There is market speculation the two companies, which already have a close relationship, may ultimately merge into one .
The acquisition of 6,4% of the issued linked units in Acucap from Sanlam Investment Management for R50,5-million will increase Resilient's interest in Acucap to 16%. Since Resilient's directors also own a 4% stake in Acucap, Resilient's total interest in Acucap now rises to 20%.
A merger of the two would make sense, said analysts, because Acucap MD Paul Theodosiou and Resilient MD Des de Beer both have places on each other's boards.
Theodosiou has been a member of Resilient's board since it listed in December 2002, while De Beer has been a member of Acucap's board since its listing in March 2002. Acucap has a Cape Town-based portfolio while Resilient is rural and north-based.
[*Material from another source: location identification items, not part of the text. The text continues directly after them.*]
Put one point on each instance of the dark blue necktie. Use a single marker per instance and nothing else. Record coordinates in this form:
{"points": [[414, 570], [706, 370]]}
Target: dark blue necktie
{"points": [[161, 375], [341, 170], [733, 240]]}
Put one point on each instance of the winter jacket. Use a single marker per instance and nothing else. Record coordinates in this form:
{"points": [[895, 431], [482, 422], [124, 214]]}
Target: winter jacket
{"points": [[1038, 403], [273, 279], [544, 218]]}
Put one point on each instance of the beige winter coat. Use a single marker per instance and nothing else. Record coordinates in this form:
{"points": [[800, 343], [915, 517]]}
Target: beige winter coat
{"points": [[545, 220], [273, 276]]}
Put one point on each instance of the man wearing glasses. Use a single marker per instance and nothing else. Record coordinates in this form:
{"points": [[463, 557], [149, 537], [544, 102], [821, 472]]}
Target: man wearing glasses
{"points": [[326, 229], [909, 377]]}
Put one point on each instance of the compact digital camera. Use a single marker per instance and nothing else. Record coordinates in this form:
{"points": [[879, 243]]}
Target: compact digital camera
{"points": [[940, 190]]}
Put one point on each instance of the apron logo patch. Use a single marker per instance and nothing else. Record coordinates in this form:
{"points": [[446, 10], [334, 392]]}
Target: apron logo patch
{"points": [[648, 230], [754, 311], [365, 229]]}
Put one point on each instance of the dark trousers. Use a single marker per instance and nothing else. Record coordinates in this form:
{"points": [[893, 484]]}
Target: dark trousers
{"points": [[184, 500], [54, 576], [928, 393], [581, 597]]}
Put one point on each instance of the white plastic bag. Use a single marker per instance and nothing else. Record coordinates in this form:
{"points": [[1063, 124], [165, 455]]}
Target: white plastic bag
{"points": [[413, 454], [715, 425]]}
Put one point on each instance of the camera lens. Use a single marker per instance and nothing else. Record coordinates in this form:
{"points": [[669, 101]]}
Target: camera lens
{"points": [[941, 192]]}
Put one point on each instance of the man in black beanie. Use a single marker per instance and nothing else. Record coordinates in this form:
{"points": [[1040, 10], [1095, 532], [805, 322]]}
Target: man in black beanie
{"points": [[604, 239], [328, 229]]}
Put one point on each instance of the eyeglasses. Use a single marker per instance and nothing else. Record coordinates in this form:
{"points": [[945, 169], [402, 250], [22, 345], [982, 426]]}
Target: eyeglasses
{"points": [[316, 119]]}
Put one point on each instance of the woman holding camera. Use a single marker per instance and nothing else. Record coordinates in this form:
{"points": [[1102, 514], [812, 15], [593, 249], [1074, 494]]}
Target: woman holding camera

De Beer said yesterday the rationale behind the acquisition of the further stake in Acucap was to "formalise the already close relationship which exists between the two companies".
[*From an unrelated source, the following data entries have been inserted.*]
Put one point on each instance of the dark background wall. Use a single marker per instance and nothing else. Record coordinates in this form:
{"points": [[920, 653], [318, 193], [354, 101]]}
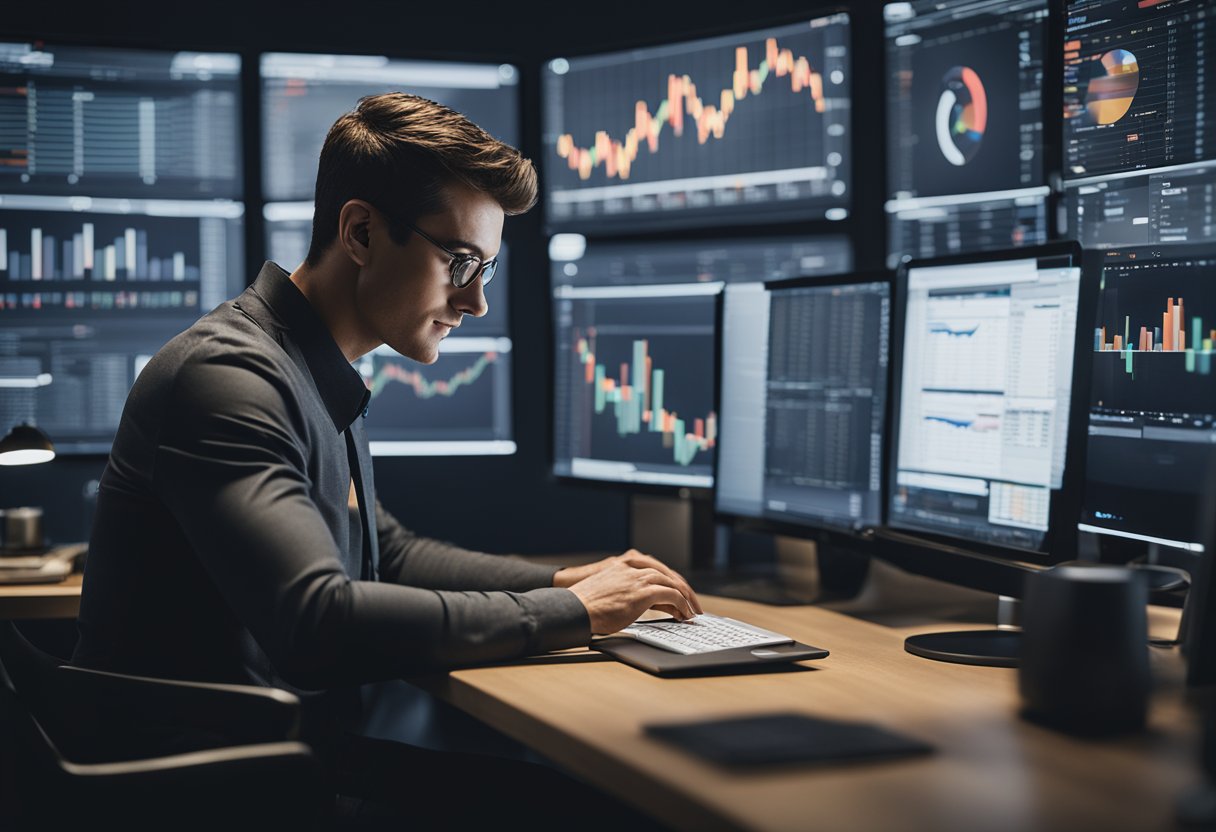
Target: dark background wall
{"points": [[507, 504]]}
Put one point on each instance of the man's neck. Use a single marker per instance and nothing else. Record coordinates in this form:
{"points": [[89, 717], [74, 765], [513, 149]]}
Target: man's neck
{"points": [[330, 287]]}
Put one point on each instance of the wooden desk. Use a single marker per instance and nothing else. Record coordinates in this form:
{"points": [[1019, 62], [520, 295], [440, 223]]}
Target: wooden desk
{"points": [[24, 601], [991, 771]]}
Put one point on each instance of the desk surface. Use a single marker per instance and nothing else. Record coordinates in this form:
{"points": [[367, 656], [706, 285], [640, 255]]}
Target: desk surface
{"points": [[992, 770], [23, 601]]}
He would not be drawn on any speculation about a possible merger, saying he could not comment at this stage.
In terms of the Acucap deal, Resilient will acquire, with effect from Wednesday, 3,845,000 Acucap linked units.
The acquisition will be settled through the issue of 4,484,581 Resilient-linked units at R7,52 each, and the balance of R16,8-million will be paid in cash.
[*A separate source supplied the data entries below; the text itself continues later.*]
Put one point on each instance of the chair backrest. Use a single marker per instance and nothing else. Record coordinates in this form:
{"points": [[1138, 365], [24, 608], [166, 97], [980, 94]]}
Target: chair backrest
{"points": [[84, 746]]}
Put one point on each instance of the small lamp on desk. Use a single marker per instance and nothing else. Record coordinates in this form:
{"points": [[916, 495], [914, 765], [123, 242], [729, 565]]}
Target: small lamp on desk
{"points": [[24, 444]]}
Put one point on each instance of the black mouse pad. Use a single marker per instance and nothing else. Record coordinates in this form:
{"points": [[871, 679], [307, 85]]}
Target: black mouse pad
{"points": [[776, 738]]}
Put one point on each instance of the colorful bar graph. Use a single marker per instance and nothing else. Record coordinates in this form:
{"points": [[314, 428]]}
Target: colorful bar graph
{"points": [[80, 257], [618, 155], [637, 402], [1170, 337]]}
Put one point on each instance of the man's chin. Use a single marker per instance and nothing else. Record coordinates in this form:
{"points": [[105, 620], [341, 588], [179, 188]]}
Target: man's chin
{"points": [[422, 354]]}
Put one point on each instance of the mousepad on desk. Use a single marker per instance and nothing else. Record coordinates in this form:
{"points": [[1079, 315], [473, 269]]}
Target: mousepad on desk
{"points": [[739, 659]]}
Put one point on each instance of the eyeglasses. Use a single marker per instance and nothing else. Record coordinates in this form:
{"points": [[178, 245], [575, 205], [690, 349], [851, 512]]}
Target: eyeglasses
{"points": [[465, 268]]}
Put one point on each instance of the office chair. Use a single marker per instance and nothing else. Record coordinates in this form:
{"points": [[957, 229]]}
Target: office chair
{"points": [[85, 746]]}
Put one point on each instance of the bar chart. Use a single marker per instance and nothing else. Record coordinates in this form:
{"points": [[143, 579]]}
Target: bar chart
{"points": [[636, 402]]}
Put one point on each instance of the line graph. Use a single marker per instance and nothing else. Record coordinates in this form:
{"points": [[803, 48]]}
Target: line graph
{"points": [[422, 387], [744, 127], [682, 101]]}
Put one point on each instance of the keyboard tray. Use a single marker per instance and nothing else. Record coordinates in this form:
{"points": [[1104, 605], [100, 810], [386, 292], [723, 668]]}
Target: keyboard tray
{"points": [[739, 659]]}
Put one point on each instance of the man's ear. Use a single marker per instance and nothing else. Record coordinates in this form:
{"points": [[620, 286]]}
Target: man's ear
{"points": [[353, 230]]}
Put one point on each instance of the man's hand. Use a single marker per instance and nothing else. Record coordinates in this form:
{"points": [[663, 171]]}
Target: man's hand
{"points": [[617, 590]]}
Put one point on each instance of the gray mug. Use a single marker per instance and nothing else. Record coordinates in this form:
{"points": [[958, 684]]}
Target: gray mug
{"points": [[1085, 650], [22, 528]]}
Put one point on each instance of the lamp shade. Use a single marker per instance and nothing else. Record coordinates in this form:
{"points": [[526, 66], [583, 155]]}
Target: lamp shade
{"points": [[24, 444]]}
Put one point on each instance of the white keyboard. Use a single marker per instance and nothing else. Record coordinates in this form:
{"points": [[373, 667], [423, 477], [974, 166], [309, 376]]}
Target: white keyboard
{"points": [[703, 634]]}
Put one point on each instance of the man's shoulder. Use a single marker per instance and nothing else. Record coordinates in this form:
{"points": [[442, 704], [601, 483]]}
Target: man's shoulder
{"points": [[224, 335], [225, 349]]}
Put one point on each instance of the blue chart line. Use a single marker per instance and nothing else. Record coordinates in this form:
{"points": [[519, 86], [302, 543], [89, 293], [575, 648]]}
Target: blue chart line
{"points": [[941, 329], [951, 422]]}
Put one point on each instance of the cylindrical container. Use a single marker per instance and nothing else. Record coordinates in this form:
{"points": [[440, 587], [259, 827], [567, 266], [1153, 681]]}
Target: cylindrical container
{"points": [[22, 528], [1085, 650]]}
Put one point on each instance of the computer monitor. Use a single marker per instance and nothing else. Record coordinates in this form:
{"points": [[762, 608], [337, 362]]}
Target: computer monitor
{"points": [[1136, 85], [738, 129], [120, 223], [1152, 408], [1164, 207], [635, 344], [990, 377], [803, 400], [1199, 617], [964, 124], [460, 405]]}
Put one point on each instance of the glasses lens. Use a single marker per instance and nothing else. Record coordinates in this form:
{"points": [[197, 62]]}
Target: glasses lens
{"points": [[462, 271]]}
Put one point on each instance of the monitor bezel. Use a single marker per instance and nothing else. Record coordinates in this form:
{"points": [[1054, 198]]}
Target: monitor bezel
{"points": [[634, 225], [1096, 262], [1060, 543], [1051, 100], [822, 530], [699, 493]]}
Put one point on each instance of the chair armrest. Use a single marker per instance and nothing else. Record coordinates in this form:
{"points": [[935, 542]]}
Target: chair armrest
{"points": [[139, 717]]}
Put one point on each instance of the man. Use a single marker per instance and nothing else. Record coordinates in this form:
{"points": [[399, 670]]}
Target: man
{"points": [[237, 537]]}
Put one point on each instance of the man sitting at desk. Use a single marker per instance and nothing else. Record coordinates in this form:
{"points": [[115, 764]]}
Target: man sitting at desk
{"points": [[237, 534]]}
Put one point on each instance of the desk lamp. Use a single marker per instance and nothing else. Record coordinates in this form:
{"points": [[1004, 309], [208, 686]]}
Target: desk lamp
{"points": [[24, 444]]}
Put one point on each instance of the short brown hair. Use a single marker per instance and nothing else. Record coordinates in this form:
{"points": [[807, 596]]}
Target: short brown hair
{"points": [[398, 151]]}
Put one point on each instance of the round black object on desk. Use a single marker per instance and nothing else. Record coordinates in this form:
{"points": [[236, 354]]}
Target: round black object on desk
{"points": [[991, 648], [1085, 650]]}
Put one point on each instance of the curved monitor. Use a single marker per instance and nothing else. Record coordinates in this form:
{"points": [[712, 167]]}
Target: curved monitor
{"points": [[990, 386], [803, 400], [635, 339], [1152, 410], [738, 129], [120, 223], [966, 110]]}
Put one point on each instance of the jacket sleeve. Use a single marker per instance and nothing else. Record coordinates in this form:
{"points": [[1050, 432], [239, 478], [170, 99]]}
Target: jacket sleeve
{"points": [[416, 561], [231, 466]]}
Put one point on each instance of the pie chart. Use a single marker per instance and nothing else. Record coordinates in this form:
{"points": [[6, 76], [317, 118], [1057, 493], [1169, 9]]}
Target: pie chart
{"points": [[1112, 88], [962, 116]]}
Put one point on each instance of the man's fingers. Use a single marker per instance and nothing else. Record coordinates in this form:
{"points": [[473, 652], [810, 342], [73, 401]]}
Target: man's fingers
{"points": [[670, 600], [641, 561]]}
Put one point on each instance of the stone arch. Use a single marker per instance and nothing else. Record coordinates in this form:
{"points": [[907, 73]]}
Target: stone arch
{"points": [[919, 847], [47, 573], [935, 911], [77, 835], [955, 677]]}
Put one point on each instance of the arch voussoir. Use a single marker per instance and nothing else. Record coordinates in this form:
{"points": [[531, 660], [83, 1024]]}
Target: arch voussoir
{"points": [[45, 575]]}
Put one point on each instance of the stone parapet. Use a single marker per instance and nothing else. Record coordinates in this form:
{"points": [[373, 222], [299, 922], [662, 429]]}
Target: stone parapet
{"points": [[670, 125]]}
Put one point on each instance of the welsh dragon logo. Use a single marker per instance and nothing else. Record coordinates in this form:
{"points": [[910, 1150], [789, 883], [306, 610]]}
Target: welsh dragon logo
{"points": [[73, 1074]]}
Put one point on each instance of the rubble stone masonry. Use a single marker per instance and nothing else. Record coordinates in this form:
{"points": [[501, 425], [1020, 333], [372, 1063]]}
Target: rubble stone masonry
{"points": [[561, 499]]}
The acquisition of the additional interest in Acucap would raise Resilient's market capitalisation to just under R900-million and assets of just more than R1,1-billion.
If the two companies merged into one fund, it would have a market capitalisation of about R1,7-billion and assets worth more than R2-billion.
A larger entity would be attractive to institutional investors because its size would result in increased liquidity and tradability, said analysts.